I was concerned that blue colours would not behave nicely when increasing saturation, but to my surprise I feel that the results in this bistro scene are actually better when using luminance weights because blues and reds don't become darker when increasing saturation.

While the behaviour of increasing saturation is fundamentally subjective, I believe there is relevance to matching Photoshop's modern camera raw filter behaviour. Additionally, desaturation is scientifically correct only when using the colour primary's luminance weights.

Before or after tonemapping

There is a substantial argument that adjustments should be applied before tonemapping. To maintain compatibility with existing projects that may wish to use the new adjustments but do not want radically different interaction with their tonemapping function, I propose that the existing behaviour of applying adjustments after tonemapping be kept in Godot. This means that applying adjustments before tonemapping must be introduced as an additional feature. I believe this additional feature is outside of the scope of this proposal.
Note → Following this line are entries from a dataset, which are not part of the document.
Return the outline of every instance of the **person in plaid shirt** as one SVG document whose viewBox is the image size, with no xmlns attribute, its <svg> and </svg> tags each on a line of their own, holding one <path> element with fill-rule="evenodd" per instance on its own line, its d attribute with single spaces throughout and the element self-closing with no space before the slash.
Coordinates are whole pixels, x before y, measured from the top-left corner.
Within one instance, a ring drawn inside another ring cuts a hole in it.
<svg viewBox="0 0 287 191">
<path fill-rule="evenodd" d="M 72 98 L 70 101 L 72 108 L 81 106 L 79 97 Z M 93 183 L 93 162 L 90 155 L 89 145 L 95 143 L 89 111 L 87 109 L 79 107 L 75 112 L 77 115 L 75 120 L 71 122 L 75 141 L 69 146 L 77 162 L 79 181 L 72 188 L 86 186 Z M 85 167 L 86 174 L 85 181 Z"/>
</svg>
Describe how your proposal will work, with code, pseudo-code, mock-ups, and/or diagrams

(See above)

If this enhancement will not be used often, can it be worked around with a few lines of script?

No

Is there a reason why this should be core and not an add-on in the asset library?

This proposal is regarding the math and logic inside of tonemap.glsl and post.glsl.